— Вот в навозе они как раз и живут… — задумчиво протянула Клара. — Червяки!
— Что?… — Любящая мамаша растерялась.
— Черви, говорю. В навозе. Огромные просто растут!
— Та-а-ак во-о-от оно что-о-о… Черви, значит!
— Я не рыл! — быстро сказал Лесник, муж своей жены, отчим Клары и Розы, отец Золушки, получивший за своей нервной женой немалое приданое с клавесином, клавикордами и всем прочим. — Я на рыбалку еще осенью ходил! Прошлой! И без червей! Только с динамитом! Вы это… езжайте, покупайте что хотите, денег я дам. А я на работу. Дело у меня. Вепрь у меня. Кабан то есть. Бесчинствует. Безобразничает во вверенном попечению…
— Ага! — припечатала Золушкина мачеха. — Теперь это называется кабан! Он, значит, роет?! И мои лопаты умыкает? И все розы в саду извел? А на самом деле кто? Кто?! Я выведу на чистую воду тех, кто свинячит! — завизжала она, и Клара демонстративно заткнула уши. «Интересно, почему он на ней женился? — неожиданно подумала она. — Что он в ней нашел? Да еще и с нами с Розкой в придачу! Вот выйду замуж за Принца, указом запрещу…»
— А ты чего расселась? — рявкнула на старшую мать. — Разинула варежку! Раззявила хлеборезку! Размечталась о кренделях небесных! А мне и дом веди, и за кабаном этим смотри, — она кивнула в сторону испуганно шарахнувшегося мужа, — чтоб прилично себя вел и при этом полцарства своим динамитом не разворотил, и о вас, дурах, думай! Замуж пристраивай!

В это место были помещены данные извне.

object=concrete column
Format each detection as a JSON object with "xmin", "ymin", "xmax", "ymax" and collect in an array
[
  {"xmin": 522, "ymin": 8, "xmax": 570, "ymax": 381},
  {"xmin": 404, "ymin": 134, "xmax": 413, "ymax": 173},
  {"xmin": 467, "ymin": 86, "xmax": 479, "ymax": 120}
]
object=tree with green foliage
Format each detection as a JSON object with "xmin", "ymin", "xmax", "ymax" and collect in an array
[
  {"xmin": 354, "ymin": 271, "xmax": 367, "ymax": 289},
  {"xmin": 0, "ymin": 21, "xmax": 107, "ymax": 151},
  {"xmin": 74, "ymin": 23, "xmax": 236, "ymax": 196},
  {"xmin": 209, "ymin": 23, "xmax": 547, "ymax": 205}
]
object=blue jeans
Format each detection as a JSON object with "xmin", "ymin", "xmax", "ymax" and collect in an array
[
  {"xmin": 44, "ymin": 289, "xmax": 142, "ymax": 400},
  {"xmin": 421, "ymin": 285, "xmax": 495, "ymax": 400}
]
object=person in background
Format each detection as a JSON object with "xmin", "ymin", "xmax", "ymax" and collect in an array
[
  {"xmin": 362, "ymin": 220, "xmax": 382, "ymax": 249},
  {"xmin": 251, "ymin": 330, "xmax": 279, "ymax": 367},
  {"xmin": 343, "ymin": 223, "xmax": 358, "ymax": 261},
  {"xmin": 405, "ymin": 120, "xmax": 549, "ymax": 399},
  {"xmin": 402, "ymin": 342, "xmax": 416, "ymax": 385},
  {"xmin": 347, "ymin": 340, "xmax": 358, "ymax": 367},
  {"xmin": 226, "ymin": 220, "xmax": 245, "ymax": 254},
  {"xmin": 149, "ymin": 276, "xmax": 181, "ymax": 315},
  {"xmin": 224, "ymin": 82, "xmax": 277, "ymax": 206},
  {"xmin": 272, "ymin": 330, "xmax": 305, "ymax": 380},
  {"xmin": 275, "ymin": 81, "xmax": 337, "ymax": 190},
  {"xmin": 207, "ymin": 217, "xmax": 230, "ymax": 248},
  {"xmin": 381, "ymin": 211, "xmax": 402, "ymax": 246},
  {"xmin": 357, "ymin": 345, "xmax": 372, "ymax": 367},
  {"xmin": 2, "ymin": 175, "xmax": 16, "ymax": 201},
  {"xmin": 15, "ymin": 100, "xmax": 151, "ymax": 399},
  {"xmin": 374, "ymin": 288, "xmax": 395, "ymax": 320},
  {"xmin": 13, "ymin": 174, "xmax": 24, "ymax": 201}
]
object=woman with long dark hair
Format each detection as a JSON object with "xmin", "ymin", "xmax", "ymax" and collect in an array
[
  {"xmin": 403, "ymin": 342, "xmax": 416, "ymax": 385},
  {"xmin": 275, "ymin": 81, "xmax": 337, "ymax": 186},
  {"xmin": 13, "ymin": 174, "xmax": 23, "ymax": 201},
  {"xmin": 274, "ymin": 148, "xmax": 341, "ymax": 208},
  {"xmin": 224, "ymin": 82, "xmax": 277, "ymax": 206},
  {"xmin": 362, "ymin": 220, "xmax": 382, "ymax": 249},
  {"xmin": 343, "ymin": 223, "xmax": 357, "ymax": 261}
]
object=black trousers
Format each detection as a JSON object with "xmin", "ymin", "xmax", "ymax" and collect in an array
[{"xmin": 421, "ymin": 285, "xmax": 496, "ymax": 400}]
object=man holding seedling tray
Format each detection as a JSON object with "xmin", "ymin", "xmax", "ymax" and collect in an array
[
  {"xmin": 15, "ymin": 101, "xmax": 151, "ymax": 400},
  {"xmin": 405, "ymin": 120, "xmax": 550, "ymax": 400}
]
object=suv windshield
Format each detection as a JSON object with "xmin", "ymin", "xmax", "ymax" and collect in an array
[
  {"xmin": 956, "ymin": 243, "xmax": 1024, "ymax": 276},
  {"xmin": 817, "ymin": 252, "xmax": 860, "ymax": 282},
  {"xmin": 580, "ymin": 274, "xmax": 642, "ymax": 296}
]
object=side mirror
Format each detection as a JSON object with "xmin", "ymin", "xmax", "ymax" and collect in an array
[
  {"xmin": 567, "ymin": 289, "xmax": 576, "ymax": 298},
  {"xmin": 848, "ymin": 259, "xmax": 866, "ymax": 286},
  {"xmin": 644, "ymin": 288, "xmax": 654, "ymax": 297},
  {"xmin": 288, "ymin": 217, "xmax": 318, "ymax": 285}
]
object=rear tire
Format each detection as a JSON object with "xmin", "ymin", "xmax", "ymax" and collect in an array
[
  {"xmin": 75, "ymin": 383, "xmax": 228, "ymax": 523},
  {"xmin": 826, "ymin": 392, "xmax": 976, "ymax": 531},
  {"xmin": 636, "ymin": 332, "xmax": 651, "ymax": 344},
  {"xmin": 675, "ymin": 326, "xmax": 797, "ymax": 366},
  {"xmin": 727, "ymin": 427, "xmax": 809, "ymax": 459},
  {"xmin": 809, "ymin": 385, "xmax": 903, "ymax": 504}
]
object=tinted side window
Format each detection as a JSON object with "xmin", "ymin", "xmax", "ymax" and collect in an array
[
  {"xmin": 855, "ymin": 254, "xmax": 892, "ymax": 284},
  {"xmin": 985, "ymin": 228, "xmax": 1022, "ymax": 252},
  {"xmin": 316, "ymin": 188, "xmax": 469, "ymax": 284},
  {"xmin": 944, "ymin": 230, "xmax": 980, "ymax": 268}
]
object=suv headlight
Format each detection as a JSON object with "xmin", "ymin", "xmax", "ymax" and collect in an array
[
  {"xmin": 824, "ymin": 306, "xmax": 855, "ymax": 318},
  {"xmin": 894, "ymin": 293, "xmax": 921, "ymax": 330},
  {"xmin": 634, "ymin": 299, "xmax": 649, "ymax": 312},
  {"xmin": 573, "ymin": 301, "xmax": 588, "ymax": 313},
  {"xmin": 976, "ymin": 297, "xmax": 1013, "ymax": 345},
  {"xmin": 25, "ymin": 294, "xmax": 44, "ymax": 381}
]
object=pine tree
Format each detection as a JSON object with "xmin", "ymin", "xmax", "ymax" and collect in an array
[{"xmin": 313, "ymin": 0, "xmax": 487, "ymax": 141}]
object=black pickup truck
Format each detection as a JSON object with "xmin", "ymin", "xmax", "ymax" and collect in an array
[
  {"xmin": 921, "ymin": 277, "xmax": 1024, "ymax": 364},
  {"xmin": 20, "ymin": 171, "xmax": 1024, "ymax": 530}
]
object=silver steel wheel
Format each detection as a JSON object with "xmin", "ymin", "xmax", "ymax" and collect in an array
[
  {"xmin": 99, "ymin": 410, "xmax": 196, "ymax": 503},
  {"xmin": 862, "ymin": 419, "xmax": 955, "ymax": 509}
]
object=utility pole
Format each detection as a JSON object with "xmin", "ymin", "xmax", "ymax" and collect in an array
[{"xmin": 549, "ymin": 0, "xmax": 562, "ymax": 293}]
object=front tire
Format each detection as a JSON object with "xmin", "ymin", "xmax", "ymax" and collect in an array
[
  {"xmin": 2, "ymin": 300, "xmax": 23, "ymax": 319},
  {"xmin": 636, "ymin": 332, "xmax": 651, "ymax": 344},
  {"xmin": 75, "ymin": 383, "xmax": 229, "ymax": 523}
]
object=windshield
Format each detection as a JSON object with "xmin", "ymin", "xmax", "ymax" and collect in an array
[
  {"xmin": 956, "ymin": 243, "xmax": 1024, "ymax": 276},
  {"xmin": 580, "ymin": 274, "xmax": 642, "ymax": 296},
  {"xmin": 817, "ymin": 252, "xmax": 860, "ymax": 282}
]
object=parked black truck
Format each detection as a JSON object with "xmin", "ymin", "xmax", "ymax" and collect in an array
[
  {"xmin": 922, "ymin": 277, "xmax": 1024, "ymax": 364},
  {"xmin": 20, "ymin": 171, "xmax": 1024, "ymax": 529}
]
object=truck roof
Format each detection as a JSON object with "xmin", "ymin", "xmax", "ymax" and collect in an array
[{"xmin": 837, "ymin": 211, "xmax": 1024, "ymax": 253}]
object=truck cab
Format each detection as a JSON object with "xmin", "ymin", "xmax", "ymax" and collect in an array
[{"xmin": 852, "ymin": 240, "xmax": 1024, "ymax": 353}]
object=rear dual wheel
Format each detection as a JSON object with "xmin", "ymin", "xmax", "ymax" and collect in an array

А вы носами крутите, вам только принцев подавай, не иначе! С утра до вечера верчусь: подай, прими, жарь, парь! Чтоб дом как у всех, чтоб не стыдно, чтоб полная чаша… А они сидят, будто так и надо! — Она бурно зарыдала.
— Холерический темперамент, — шепотом заметил Лесник, бочком пробираясь к выходу.
— Не плачьте, маменька! — кинулась Золушка. — Я все розы посажу, где и были! Все сорок кустов!
— Поговорите оба у меня! За что ж мне такое наказание, а?!
— Каждому дан такой крест, какой он в состоянии нести! — неожиданно бухнул истребитель кабанов. — Тебе — всех нас, мне — тебя! Выходит, я все и несу!
— Софист чертов! Хитрый, безнравственный негодяй! Истязатель живой природы! — Мачеха без сил брякнулась в кресло. — Я, я все в этом доме тащу на себе! Все кресты! И всё в гору! Уйду! Уйду от вас… пожалеете тогда!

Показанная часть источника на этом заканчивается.